Liz Dorland kicked off the symposium with a great keynote presentation covering effective visualization in a number of fields and the special challenges faced in chemistry. There were several talks about QSAR and I particularly enjoyed Edmund Chapness who incorporated the visualization of confidence in predictions with an intuitive colored molecule map. Geoff Hutchison gave an informative overview of Avogadro.
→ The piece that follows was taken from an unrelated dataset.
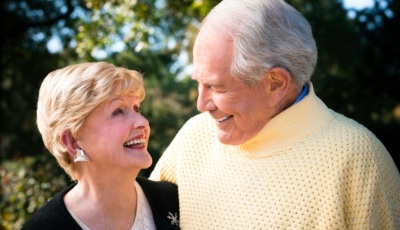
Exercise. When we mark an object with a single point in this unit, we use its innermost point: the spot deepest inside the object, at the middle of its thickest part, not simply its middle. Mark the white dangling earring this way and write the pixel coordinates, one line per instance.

Perhaps the biggest revelation was the "iTunes for Cheminformatics" project by NIH researcher Ajit Jadhav (leading the team which includes Rajarshi Guha). The alpha version will be available for testing on April 5, 2010 and many of us are eagerly anticipating being able to give it a spin. From what I understand the system will automatically be able to identify scaffolds (fragments) in a collection of molecules and make it easy to search for and filter assay results.
Carmen Drahl covered in minute by minute detail announcements about new drug candidates on Twitter. Following the FriendFeed feed for the conference flagged a very interesting post about a Cold Fusion Symposium that was being held. In spite of the notorious lack of wireless availability at ACS conferences, attendees seem to be making due with accessing their social networks via their cell phone devices.
Andrew Lang and I spoke about Visualizing Chemistry in Second Life - our slides are here - hopefully I'll be able to post the recordings as well soon.